The Fed said April 9 it would purchase up to $600 billion in loans through the Main Street Lending Program, which Congress allowed for in the stimulus package it passed in March.

Through the program, eligible businesses will be able to obtain four-year loans, with principal and interest payments deferred for a year. Those companies “must commit to make reasonable efforts to maintain payroll and retain workers” and comply with the stock buyback restrictions laid out in the CARES Act.

“The Main Street Business Lending Program will make a significant difference for the 40,000 medium-sized businesses that employ 35 million Americans,” said Mnuchin. “This important Main Street initiative complements the robust relief efforts already underway such as the Paycheck Protection Program, Employee Retention Credits, and Economic Impact Payments, while protecting taxpayer funds.”

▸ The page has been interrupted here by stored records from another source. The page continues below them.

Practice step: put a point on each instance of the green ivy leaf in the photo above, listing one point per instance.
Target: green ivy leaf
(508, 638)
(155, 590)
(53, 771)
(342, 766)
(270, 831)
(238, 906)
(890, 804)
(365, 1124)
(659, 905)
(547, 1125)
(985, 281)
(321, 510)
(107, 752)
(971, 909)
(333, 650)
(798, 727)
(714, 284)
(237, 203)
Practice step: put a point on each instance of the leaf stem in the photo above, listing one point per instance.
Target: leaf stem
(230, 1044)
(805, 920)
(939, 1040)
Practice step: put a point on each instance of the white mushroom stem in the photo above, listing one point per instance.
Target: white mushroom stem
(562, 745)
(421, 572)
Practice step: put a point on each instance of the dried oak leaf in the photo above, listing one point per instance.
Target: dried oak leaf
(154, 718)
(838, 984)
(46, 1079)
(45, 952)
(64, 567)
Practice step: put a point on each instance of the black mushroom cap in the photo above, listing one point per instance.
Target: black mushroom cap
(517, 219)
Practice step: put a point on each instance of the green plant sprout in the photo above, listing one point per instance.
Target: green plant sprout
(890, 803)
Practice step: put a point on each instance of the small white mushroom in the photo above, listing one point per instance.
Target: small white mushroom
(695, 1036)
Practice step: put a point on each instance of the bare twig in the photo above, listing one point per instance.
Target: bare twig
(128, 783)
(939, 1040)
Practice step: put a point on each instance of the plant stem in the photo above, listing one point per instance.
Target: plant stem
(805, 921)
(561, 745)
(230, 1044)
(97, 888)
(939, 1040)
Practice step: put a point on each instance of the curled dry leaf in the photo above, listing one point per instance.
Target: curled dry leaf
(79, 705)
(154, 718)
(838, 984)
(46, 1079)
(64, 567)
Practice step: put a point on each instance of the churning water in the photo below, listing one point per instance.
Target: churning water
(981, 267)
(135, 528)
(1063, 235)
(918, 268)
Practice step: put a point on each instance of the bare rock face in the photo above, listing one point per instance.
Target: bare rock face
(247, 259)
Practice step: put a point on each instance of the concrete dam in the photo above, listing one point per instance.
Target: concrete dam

Originally, the Fed said only small and midsize companies that either employ up to 10,000 workers or have less than $2.5 billion in revenue would be eligible for the program, but after receiving feedback the Fed expanded eligibility to companies with up to 15,000 employees or $5 billion in revenue.

The Fed also announced April 30 that it would cut by half the minimum loan amount available through the program to $500,000.

The program will consist of three separate facilities: the Main Street New Loan Facility, the Main Street Expanded Loan Facility and the Main Street Priority Loan Facility.

The Main Street Priority Loan Facility — which the Fed added April 30 — will issue loans up to either $25 million or six times the borrower’s 2019 earnings before interest, taxes, depreciation and amortization.

The Main Street Expanded Loan Facility will enable banks to expand existing loans up to either $200 million or 35% of the existing bank loan, while the Main Street New Loan Facility will issue loans up to either $25 million or four times the borrower’s 2019 earnings before interest, taxes, depreciation and amortization.

Borrowers can still obtain loans through the Main Street Lending Program if they have received loans from the SBA’s Paycheck Protection Program.

At a press conference April 29, Powell said the Fed will “probably be continuing to work and expand Main Street for some time." He added that the program likely wouldn’t be completed as quickly as the Primary Market Corporate Credit Facility and the Secondary Market Corporate Credit Facility.

He also emphasized that the program could be expanded if necessary to accommodate demand.